E.T. doesn’t even know we’re here yet — if he exists at all — and we’ve been texting him the wrong way.

Those are among the conclusions in Paul Davies’ fascinating book about SETI, The Eerie Silence: Renewing Our Search for Alien Intelligence. Davies’ account is such a sci-i page-turner that it’s tempting simply to summarize the questions he asks.

Is life rare or fairly common throughout the universe? What if astrobiologists are looking in the wrong places? What about all those volcanic vents on ocean floors — what if they harbor non-carbon-based life forms (or evidence of a genesis or two prior to the one we’re familiar with)? If life has started over a couple of times right here on Earth, that at least increases the odds of finding bacterial E.T.’s.

Life is one thing; intelligent life, quite another.

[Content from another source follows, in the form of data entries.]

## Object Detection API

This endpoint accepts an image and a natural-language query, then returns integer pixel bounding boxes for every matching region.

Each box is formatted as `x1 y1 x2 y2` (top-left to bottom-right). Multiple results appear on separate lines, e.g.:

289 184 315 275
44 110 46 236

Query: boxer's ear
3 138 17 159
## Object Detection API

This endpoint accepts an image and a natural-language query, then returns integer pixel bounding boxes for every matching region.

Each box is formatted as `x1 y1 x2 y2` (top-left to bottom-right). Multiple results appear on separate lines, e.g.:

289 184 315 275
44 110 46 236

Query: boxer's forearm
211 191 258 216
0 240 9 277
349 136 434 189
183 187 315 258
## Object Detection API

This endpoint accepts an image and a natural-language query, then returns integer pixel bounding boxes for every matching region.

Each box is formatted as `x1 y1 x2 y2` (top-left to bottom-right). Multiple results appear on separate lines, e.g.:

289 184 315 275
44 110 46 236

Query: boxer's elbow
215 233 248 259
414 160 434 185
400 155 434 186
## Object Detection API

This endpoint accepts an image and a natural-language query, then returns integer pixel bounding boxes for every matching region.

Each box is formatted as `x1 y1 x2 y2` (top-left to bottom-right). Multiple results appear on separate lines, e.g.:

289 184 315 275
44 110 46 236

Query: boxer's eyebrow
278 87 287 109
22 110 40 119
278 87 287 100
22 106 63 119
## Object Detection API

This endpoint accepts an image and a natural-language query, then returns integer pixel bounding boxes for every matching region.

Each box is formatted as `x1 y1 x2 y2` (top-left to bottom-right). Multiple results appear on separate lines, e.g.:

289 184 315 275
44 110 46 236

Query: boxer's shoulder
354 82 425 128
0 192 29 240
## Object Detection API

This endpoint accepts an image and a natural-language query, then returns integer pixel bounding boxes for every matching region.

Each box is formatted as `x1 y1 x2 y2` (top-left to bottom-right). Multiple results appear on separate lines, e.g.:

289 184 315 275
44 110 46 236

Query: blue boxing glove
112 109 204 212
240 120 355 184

Yet for 50 years, SETI has been sending out radio signals — which is outmoded even by Earth standards. (We’ve basically switched over to cable.) So why aren’t we looking instead for laser beams or neutrino streams? And if we have any longstanding galactic neighbors, by now they could have flooded our quadrant with self-replicating nanotechnology beacons. So, as in Enrico Fermi’s famous paradox, where is everybody? Why hasn’t E.T. phoned in yet?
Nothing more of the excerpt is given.